Передо мной предстала поразительная история безымянного города, история могучей метрополии на морском берегу, владычествовавшей над миром до того, как из океанских вод поднялся Африканский континент, о времени невзгод, наставшем, когда море ушло и плодородная долина превратилась в пустыню. Я видел победоносные войны, поражения и бедствия и, наконец, ужасную борьбу с пустыней, когда тысячи жителей города, здесь изображенных в виде рептилий, были вынуждены невероятным образом пробиваться сквозь земную твердь навстречу новому миру, о котором гласили пророчества. Все это выглядело настолько же невероятно, насколько было правдоподобным, и несомненной была связь этой повести с моим умопомрачительным спуском в эти глубины. На фресках я частично узнавал проход, который преодолел.

Продолжая двигаться ползком навстречу свечению, я осматривал картины заката той эпохи – исход расы, что десять миллионов лет царила в безымянном городе и долине, расы, чей дух был надломлен, исторгнутый из той колыбели, что знали их тела, куда они пришли на заре земных лет, высекая в девственных скалах эти святыни, которые никогда не переставали чтить. Свет становился ярче, и теперь я мог пристально изучать фрески, памятуя о том, что эти немыслимые рептилии изображали неизвестную расу людей, и подумать над обычаями тех, кто населял безымянный город. Многое казалось мне загадочным, необъяснимым. Цивилизация, владевшая письменной речью, достигла больших высот, нежели неизмеримо более поздние Египет и Халдея, но на полотнах ее жизни загадочным образом отсутствовали некоторые подробности. Я не мог найти ни сюжетов о смерти от естественных причин, ни о погребальных ритуалах, за исключением посвященных войнам, насилию и болезням, и не мог понять причины, стоявшей за подобными недомолвками. Видимо, взлелеянная идея иллюзорной вечной жизни служила вдохновением этим художникам прошлого.

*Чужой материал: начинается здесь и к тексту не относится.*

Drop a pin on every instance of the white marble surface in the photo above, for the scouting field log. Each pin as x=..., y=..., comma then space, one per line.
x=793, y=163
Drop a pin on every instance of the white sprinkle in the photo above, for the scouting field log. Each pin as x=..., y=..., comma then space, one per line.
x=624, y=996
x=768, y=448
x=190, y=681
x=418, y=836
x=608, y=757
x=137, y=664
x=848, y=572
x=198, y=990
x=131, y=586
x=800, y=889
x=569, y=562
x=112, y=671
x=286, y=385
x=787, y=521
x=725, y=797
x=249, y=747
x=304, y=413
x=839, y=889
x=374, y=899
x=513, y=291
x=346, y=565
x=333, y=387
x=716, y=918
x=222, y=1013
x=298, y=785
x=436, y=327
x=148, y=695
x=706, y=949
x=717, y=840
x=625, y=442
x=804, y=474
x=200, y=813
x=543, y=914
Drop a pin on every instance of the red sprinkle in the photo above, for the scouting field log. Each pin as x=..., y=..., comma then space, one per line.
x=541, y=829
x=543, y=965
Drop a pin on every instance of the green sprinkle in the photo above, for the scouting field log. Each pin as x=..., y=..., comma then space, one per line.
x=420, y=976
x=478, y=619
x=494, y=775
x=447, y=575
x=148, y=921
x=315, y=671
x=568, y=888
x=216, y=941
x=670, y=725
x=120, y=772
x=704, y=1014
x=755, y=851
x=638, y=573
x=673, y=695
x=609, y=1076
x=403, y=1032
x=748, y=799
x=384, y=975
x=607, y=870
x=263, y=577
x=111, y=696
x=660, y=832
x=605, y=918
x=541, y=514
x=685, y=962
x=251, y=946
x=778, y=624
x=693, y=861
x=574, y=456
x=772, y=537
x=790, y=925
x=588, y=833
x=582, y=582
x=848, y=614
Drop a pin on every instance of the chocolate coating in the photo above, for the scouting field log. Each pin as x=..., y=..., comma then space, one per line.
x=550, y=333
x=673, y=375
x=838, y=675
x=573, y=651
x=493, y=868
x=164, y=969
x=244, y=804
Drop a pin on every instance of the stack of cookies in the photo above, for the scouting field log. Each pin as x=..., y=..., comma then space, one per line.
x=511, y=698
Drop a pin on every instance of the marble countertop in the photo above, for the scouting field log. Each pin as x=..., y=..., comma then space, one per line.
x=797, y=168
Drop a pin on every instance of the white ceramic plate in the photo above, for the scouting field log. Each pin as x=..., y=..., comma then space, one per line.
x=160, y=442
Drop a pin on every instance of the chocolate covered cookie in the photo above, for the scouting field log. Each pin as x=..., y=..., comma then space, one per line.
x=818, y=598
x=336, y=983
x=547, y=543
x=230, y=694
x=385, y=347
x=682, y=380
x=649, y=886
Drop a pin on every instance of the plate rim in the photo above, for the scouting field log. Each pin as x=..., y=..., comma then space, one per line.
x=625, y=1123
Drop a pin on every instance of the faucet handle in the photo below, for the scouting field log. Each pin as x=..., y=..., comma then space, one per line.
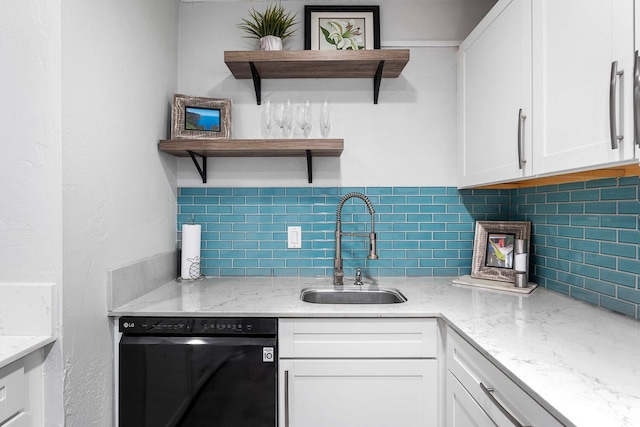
x=358, y=280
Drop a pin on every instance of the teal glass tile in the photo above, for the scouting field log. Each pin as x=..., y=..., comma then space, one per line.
x=557, y=286
x=216, y=244
x=585, y=270
x=420, y=200
x=600, y=207
x=272, y=191
x=600, y=260
x=619, y=221
x=564, y=196
x=571, y=186
x=299, y=191
x=219, y=191
x=190, y=209
x=558, y=264
x=406, y=190
x=632, y=208
x=558, y=242
x=576, y=256
x=434, y=191
x=630, y=266
x=620, y=278
x=571, y=208
x=626, y=236
x=216, y=209
x=620, y=193
x=188, y=191
x=632, y=295
x=621, y=250
x=571, y=279
x=577, y=232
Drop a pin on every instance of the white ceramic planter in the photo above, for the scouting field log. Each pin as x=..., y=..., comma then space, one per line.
x=270, y=43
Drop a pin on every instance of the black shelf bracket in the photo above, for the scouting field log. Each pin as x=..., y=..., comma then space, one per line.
x=201, y=170
x=309, y=166
x=257, y=84
x=377, y=79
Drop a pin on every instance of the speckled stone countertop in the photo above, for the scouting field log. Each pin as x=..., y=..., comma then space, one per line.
x=580, y=361
x=27, y=320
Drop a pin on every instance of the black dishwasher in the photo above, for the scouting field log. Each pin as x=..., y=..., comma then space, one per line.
x=219, y=372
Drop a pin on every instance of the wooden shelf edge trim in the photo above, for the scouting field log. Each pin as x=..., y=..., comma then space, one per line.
x=590, y=175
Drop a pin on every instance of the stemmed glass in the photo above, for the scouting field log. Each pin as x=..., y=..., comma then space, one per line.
x=266, y=122
x=282, y=118
x=325, y=120
x=303, y=118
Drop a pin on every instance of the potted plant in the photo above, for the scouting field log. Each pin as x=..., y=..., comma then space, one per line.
x=270, y=27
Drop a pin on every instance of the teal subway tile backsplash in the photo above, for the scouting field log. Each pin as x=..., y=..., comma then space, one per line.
x=584, y=239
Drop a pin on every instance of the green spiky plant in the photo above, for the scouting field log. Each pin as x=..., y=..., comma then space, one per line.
x=274, y=21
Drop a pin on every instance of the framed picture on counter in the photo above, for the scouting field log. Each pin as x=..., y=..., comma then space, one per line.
x=200, y=118
x=493, y=248
x=341, y=27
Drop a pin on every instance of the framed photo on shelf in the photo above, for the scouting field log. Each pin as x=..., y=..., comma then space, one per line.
x=341, y=27
x=493, y=255
x=200, y=118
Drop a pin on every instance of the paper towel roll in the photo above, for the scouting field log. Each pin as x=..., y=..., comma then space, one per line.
x=190, y=261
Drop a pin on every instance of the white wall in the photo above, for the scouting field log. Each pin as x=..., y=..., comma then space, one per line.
x=119, y=62
x=409, y=138
x=30, y=163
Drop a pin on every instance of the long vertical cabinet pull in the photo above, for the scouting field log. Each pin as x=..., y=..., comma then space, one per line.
x=489, y=392
x=613, y=109
x=636, y=98
x=286, y=398
x=521, y=159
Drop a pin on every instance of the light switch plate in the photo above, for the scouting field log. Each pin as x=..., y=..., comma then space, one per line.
x=294, y=237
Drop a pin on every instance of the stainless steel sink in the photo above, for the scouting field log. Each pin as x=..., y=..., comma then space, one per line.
x=352, y=296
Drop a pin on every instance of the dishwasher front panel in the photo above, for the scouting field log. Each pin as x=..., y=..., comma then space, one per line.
x=197, y=381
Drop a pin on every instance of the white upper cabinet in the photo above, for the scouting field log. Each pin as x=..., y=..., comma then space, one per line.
x=494, y=88
x=579, y=99
x=569, y=66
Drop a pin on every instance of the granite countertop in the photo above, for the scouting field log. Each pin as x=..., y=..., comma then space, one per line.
x=580, y=361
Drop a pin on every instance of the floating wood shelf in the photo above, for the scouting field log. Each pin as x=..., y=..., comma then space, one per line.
x=251, y=148
x=302, y=64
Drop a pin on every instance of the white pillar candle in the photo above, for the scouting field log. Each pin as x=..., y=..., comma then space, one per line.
x=190, y=260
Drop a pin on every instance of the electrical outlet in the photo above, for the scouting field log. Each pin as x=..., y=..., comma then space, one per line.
x=294, y=237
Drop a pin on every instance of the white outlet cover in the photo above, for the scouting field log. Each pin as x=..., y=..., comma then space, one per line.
x=294, y=237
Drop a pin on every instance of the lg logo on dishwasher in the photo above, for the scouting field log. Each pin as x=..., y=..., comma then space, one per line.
x=267, y=354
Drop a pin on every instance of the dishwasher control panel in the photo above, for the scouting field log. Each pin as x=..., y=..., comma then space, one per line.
x=198, y=326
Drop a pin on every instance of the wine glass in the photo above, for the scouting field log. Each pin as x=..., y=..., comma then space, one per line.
x=325, y=120
x=303, y=118
x=266, y=121
x=282, y=118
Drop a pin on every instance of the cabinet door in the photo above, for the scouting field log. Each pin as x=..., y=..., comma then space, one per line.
x=462, y=410
x=574, y=45
x=358, y=393
x=494, y=84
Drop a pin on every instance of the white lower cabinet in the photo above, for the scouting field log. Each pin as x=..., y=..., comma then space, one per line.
x=462, y=410
x=22, y=392
x=358, y=372
x=479, y=394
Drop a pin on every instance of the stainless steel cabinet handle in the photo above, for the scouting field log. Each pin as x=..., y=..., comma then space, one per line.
x=286, y=398
x=613, y=97
x=521, y=159
x=489, y=392
x=636, y=98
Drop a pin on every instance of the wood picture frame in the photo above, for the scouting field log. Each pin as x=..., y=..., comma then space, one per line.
x=360, y=27
x=195, y=117
x=493, y=256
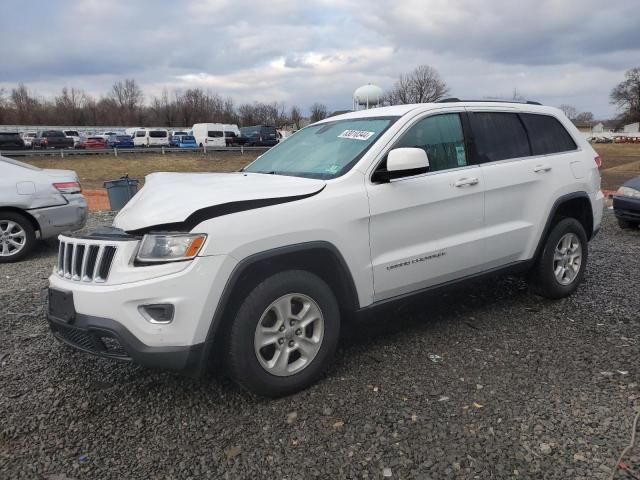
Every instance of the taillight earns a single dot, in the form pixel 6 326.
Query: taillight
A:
pixel 598 160
pixel 68 187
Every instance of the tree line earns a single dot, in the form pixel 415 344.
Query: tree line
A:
pixel 126 104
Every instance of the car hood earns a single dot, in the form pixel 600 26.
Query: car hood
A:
pixel 180 201
pixel 633 183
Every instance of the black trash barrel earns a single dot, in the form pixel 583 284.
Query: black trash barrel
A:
pixel 121 191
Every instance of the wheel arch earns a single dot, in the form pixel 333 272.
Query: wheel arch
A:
pixel 319 257
pixel 24 213
pixel 573 205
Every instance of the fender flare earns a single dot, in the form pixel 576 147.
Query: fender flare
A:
pixel 552 213
pixel 248 262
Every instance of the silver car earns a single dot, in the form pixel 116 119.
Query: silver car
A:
pixel 36 204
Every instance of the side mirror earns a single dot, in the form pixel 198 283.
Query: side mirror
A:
pixel 403 162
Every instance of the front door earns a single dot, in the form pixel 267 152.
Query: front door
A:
pixel 428 229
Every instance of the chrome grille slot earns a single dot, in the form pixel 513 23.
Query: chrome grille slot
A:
pixel 85 260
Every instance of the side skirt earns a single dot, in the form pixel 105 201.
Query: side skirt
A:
pixel 394 302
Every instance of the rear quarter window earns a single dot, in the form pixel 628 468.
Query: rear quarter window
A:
pixel 547 134
pixel 499 136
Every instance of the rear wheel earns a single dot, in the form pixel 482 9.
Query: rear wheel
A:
pixel 17 237
pixel 284 334
pixel 560 267
pixel 626 224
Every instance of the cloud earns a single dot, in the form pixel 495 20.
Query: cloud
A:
pixel 570 51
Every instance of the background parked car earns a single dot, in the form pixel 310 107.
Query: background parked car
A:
pixel 147 137
pixel 28 137
pixel 120 141
pixel 626 204
pixel 93 143
pixel 51 139
pixel 74 135
pixel 183 141
pixel 209 134
pixel 35 201
pixel 11 141
pixel 260 135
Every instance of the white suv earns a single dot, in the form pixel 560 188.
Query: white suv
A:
pixel 264 265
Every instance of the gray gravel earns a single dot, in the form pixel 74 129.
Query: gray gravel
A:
pixel 522 388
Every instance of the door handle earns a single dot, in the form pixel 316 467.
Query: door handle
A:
pixel 466 182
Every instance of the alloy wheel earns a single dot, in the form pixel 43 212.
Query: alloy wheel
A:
pixel 289 334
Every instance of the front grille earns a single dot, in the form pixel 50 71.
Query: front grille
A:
pixel 85 261
pixel 95 341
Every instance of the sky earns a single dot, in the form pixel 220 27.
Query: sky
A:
pixel 300 52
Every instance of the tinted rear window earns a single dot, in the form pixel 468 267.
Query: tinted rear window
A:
pixel 499 136
pixel 547 134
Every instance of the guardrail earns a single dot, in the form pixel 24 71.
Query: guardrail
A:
pixel 64 152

Близился конец прохода, и попадавшиеся мне фрески становились все более насыщенными и изощренными, основываясь на контрасте меж опустевшим безымянным городом, превращавшимся в руины, и новой обетованной землей в подземных глубинах, к которой раса проложила этот путь. На них город в пустынной долине был залит лунным светом, над павшими стенами сиял ее золотой нимб, приоткрывая непревзойденное величие минувших времен, изображенное призрачным, ускользающим. Сцены новой, райской жизни, диковинность которых граничила с неправдоподобием, запечатлели потаенный мир вечного дня, чудесных городов, холмов и долин неземной красоты. Увидев последнюю фреску, я подумал, что искусство перестало служить ее создателю. В манере живописца сквозил недостаток мастерства, а то, что он запечатлел, было несравнимо даже с самыми невероятными из ранних работ. То была летопись упадка древнего народа, в своем изгнании ожесточившегося против верхнего мира. Телесный упадок людей, изображенных в виде священных рептилий, все нарастал, но дух их расы, витавший над пустынными руинами в свете луны, становился сильнее. Истощенные жрецы, представленные рептилиями в вычурных одеяниях, слали проклятия земному воздуху наверху и всем, кто им дышал, а одна из последних, чудовищных сцен изображала примитивного вида человека, быть может, выходца из древнего Ирема, Города Колонн, разорванного на части существами старшей расы. Я вспоминал, как боятся арабы безымянного города, и был рад тому, что на этом сюжете роспись на стенах и потолке оборвалась.

Наблюдая страницы истории на этих стенах, я почти добрался до конца этой залы с низким потолком, и увидел врата, из которых исходило свечение. Подобравшись еще ближе, я закричал от изумления – настолько ошеломительным было зрелище, открывшееся мне. Не освещенные залы лежали передо мной, нет, то была единая, бескрайняя сияющая бездна, подобная морю облаков в лучах солнца, что может открыться тому, кто покорил вершину Эвереста. За моей спиной остался проход столь тесный, что я едва мог передвигаться ползком, а впереди лежал необъятный подземный сверкающий океан.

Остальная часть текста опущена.